Table 13.9: Values for METHOD= Option

string

Description

USER

The user defines which rows belong to which blocks (subproblems). In PROC OPTMODEL, use the .block constraint suffix. In PROC OPTLP and PROC OPTMILP, use the BLOCKS= data set instead.

NETWORK

The algorithm attempts to find an embedded network similar to what is described in The Network Simplex Algorithm. The weakly connected components of this network are used as the blocks.

AUTO

The algorithm attempts to find a block structure in the constraint matrix. For the current release, METHOD=AUTO finds block-diagonal structure only (not block-angular structures); unless your problem separates into completely independent problems with no linking constraints, this method finds only one block and hence is equivalent to calling the MILP solver directly.


The default is USER if blocks are defined and NETWORK otherwise.

RELOBJGAP=number

specifies the relative objective gap as a stopping criterion.
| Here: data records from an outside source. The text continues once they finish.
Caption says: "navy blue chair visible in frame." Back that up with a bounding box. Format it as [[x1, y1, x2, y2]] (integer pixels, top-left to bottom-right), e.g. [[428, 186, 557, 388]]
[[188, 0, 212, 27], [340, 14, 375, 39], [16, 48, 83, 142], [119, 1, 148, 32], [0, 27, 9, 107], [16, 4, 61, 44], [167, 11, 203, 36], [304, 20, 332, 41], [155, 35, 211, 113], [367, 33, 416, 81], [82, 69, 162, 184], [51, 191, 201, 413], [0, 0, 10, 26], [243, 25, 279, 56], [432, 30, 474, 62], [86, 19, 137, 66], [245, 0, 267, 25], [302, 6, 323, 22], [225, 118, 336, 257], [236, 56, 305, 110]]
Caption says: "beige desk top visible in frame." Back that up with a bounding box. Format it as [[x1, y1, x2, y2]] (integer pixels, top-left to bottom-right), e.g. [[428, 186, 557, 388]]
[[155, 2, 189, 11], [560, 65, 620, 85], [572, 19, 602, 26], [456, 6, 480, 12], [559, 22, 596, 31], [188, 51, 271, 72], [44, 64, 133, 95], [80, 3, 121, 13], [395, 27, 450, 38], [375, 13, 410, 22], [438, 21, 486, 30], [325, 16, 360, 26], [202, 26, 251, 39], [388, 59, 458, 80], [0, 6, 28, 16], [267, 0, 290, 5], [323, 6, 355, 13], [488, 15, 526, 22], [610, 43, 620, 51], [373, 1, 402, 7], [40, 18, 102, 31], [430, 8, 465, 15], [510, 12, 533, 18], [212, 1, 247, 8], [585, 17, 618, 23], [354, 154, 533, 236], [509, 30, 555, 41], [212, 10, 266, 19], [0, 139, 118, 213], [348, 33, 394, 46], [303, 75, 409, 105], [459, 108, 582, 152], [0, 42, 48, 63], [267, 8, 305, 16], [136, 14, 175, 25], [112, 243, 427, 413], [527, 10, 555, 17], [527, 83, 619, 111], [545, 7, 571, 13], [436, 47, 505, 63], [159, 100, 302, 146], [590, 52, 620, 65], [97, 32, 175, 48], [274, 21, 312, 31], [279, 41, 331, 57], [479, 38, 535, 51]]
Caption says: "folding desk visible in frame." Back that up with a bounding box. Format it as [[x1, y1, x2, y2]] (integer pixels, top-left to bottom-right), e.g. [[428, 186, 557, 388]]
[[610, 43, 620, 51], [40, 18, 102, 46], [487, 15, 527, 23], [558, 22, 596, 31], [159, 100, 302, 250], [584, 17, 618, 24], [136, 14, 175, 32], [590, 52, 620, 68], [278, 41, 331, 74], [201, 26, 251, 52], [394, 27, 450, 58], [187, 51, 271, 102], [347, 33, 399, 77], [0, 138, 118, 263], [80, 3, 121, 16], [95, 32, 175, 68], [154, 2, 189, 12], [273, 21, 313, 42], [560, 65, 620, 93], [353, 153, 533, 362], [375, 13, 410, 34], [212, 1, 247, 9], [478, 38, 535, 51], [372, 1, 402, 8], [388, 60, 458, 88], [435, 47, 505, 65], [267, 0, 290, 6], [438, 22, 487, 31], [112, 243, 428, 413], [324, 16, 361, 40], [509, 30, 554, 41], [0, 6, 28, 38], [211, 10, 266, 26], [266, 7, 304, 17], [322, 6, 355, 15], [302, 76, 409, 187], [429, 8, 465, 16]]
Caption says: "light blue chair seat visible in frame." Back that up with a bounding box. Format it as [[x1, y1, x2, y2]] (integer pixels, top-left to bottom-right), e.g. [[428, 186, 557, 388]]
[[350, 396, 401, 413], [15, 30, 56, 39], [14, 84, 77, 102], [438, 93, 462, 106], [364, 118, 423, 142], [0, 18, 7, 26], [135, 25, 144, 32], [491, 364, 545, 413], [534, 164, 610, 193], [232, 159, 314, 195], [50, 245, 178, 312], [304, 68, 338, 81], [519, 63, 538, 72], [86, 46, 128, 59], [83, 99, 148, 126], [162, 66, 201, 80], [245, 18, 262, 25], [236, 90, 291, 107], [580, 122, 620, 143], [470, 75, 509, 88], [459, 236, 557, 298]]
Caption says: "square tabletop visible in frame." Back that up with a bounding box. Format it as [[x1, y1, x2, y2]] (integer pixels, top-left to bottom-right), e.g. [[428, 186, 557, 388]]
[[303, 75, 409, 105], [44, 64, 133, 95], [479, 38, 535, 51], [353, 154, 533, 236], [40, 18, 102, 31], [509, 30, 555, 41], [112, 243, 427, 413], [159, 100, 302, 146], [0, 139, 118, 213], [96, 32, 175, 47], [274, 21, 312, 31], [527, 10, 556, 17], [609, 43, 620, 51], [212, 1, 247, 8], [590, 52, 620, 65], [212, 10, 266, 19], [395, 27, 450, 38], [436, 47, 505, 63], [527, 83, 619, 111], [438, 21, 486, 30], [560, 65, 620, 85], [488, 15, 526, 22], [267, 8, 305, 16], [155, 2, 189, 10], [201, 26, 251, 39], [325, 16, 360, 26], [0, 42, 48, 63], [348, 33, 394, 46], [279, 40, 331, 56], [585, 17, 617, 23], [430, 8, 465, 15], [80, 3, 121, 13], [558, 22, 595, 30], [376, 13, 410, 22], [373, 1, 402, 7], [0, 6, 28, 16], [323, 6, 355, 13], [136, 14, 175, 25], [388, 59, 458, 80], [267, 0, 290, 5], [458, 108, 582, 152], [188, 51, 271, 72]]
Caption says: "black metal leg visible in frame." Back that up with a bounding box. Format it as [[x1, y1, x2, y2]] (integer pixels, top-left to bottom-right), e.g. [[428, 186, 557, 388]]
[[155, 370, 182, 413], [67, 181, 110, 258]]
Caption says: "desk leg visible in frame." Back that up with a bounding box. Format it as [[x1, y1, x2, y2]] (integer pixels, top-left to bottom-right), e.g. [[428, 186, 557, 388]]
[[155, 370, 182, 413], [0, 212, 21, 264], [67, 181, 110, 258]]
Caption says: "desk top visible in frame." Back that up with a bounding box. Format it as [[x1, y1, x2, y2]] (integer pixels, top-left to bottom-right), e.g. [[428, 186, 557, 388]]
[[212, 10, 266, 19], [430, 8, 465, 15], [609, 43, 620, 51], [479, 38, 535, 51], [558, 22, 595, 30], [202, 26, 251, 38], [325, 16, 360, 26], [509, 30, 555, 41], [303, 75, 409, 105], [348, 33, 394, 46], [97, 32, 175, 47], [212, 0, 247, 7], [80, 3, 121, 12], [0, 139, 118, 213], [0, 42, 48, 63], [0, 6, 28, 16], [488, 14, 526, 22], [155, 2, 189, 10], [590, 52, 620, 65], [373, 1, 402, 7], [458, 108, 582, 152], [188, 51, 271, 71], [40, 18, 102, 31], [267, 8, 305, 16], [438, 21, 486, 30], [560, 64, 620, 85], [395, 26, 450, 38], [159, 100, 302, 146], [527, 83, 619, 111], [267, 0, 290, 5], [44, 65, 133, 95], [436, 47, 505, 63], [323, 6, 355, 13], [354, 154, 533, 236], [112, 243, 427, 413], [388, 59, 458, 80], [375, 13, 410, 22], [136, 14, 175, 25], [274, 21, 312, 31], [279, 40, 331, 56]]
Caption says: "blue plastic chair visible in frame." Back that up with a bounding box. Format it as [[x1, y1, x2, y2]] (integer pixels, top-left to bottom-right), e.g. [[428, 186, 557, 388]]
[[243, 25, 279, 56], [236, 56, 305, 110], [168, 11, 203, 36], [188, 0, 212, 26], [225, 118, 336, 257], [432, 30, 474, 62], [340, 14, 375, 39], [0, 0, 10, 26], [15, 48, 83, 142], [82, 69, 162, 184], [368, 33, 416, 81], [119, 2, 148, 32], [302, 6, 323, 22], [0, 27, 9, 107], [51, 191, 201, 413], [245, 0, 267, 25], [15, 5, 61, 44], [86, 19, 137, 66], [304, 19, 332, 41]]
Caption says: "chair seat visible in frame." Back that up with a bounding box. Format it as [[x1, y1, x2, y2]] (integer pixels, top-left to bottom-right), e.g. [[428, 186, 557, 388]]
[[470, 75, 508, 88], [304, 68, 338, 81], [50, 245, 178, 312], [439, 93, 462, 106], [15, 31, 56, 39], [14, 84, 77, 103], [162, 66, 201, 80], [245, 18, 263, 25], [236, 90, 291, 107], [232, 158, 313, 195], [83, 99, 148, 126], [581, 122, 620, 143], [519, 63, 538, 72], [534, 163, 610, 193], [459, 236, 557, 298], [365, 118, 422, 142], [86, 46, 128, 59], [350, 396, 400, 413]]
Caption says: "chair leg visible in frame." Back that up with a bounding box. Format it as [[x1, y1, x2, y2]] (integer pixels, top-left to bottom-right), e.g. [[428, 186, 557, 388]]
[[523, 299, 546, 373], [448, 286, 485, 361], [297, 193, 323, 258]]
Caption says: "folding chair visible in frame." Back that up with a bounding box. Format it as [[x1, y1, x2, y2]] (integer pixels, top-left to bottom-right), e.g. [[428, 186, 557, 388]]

The relative objective gap is based on the master objective (MasterObjective) and the best dual bound (BestBound); it is equal to

\[ \mid \mbox{MasterObjective} - \mbox{BestBound}\mid / \left(\mbox{1E$-$10}~  + \mid \mbox{BestBound}\mid \right) \]

When this value becomes smaller than the specified gap size number, the decomposition algorithm stops adding columns. The value of number can be any nonnegative number. For LP, the default value is 0; for MILP, the default value is 1e-4.